Any number of trends have been accelerated over the past 12 months. It has almost been as common a refrain as those who were ‘agile’ or ‘pivoted’ given the circumstances.
To bring it back to wine, the interest in new or ‘alternative’ grape varieties has gone ballistic, it helps that Australian growers continue to learn how to grow and produce wines from these varieties a little better each year and for the most part they are at least a good enough level to pique the interest of most wine drinkers and often encourage enough interest to explore further after that first glass.
There are plenty of theories, the boredom of being locked inside meant that variety was sought in any avenue possible. The lack of spending on meals out or travel meant that for many there was a little more money available for the wine budget and that encouraged stepping up the price ladder a little which is often where many domestic and very good, imported examples of ‘alternative’ grape varieties are priced.
It’s both good and important timing because Mediterranean varieties, as some of those listed above are, are gaining a foothold in Australian vineyards given their greater suitability than ‘traditional’ French varieties in many existing vineyards as well as their suitability on many sites that are looking at climatic conditions in 10, 20+ years’ time. They typically have a better ability to deal with heat and drought, or to retain acidity which are the prized attributes of the future in Australia.
You’ve likely tried at least one of the varieties listed above, and probably a lot more than that. So it’s worthwhile to keep the conversation moving on to what else is out there and what may be coming next.
Negroamaro is hardly found in Australia at this point, with barely 20 producers spread across many regions, mainly focused in Heathcote, Riverland, McLaren Vale and the Adelaide Hills where Mediterranean varieties already have a strong footing and suitability. It may well, and should grow given its propensity to producing both ‘serious’ wines for ageing as well as easy-going uncomplicated wines with a unique flavour profile to explore.
Native to the south of Italy, mainly Puglia where it is grown widely and reaches its pinnacle in Salento which sits on the “heel” of Italy. While the name would imply bitterness, some suggest that it actually just means black black rather than black bitter. The wines do tend to have a deep dark colour too them and they develop thick skins full of anthocyanins (which in part contribute colour). Negroamaro can handle drought conditions very well and has no trouble retaining acidity.
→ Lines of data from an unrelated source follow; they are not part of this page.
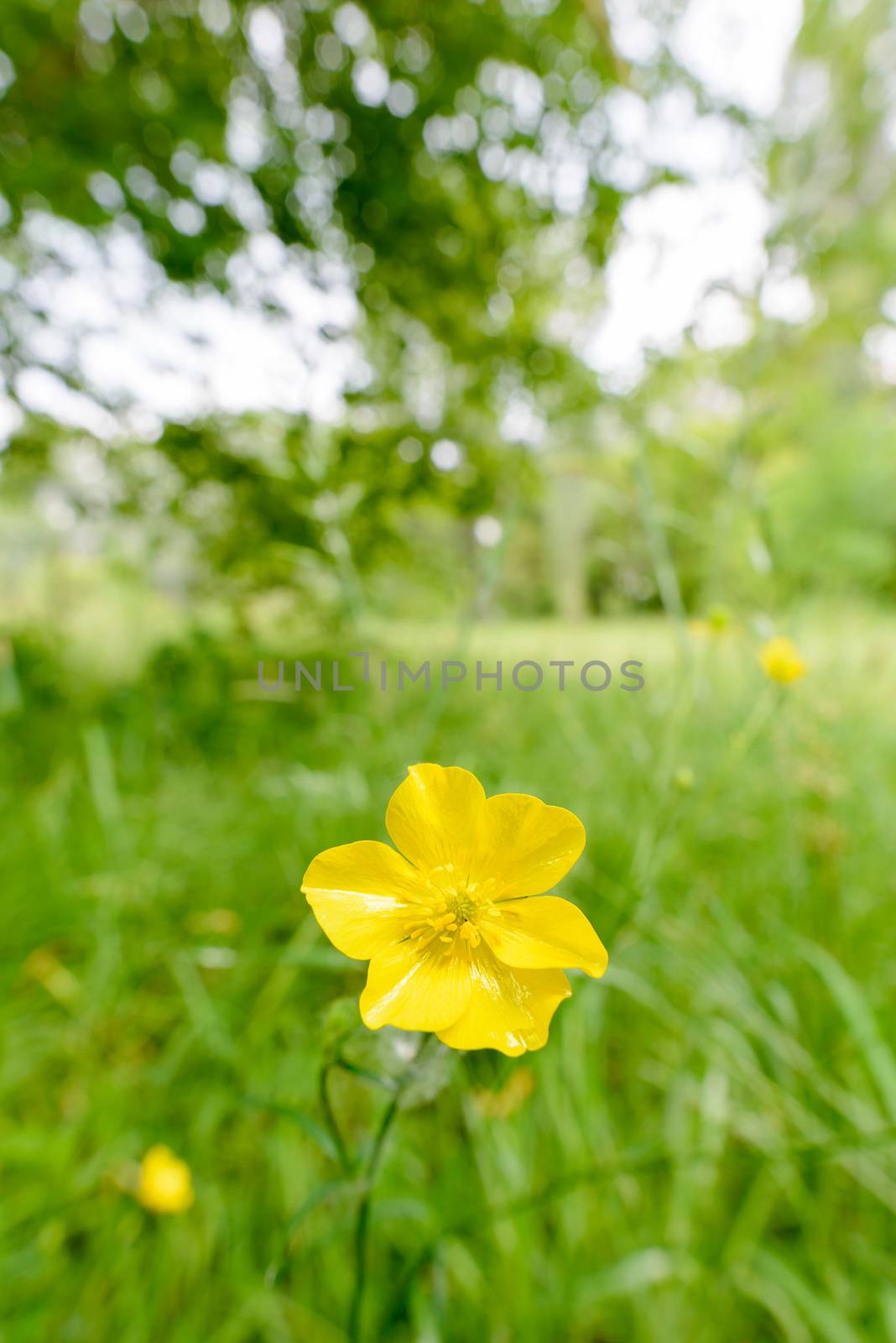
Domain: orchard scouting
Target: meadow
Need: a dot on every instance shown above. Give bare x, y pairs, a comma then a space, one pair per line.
706, 1148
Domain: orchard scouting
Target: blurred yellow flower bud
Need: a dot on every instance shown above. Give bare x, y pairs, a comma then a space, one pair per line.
165, 1184
781, 661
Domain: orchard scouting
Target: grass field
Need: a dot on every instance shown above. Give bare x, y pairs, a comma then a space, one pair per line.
705, 1152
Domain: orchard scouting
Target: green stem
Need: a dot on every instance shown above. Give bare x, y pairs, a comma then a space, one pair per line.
362, 1220
331, 1121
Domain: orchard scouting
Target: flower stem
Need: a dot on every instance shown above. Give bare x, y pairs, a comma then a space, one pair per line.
362, 1220
329, 1118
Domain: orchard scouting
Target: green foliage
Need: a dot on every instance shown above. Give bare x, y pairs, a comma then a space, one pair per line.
710, 1131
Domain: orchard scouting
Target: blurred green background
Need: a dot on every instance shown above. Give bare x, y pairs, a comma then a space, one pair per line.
546, 329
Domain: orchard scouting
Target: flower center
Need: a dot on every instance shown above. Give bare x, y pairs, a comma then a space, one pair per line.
450, 910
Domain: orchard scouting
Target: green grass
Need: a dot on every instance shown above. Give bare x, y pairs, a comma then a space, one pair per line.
708, 1152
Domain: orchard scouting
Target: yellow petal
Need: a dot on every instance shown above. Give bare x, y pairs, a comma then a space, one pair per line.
432, 816
526, 845
360, 895
544, 933
416, 990
508, 1009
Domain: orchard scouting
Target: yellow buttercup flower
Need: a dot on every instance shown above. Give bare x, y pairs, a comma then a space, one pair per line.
165, 1184
781, 661
459, 935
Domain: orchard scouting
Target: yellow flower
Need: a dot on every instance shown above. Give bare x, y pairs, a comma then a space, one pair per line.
781, 661
503, 1103
165, 1184
461, 938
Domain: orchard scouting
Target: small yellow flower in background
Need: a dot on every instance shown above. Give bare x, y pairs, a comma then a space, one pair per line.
165, 1182
716, 622
781, 661
503, 1103
459, 935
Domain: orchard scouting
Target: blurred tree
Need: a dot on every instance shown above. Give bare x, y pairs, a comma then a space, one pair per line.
445, 163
It normally reaches an alcohol content hovering around 14 per cent and sits in the medium-full bodied spectrum. Driven by ripe, sweet black berry fruits and plum, distinct earth notes of licorice, tobacco, leather and olive, and finally some brown spice or herbal characters that can help to balance the fruit whilst becoming a little more evident with ageing.
Luccarelli Negroamaro 2019 – $19
They know what they are trying to deliver with this wine – an uncomplicated wine for casual drinking that still retains distinctive varietal character. The 2019 is brimming with intense blackcurrants and berries, some dark chocolate, licorice and pepper. It’s medium weight and has a relatively deep, smooth texture although it becomes a touch more savoury on the finish as some herbal notes appear.